Nuevamente dejé que mis ojos buscaran aquella visión. Me sentía como un cazador; no pestañeaba, con tal de no perder ni un detalle de lo que veía. Y nuevamente la vi: Una tan dorada como el sol, iluminaba unos bonitos rizos que se movían con el viento. Unos labios cerrados suavemente, delineados sin la necesidad de artificio. Y unos ojos... esos ojos que parecían haber absorbido el fuego de la vela y mirarme para quemar mis entrañas.
Ese día conocí a la chica de las velaciones.
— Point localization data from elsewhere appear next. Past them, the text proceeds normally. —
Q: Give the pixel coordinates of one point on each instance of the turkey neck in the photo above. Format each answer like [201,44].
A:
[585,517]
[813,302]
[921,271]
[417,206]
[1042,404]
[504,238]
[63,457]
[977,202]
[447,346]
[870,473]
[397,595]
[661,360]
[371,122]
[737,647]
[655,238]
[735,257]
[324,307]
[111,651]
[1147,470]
Todo el tiempo que estuve en el lugar, solo iba para verla. A veces estaba sola; en otras, iba acompañada, con su familia, suponía yo. Triste destino el del extraño enamorado que conoce a la dueña de su corazón cuando su estadía está pronta a terminar.
Mi más grande júbilo era verla y, al menos, cruzar una mirada. A veces me sonreía y luego se sonrojaba. ¿Por qué me hacía eso? ¿Es que sabía de mis sentimientos? Posiblemente. A mujeres como ella, que llevan el fuego en la mirada, los detalles como estos no se les escapan.
Pero no acaba mi desdicha en este relato, pues muchos dirán que pude haberla conquistado. En un mundo como el de ahora, tan conectado, la distancia no es obstáculo para un amor desenfrenado.
Pero hay algo, lector, de mi aventura que no he revelado: aquella bella dama que mi corazón había robado... no sabría decir si se fijaría en una admiradora tan fugaz.
El final parece cerca, mi querido lector. Es entrañable la compañía después de tantos siglos sin voz. Pero esto es solo el principio de las historias que contaré. De a poco iré descubriendo historias sin hogar... y quizá hasta tu historia narraré.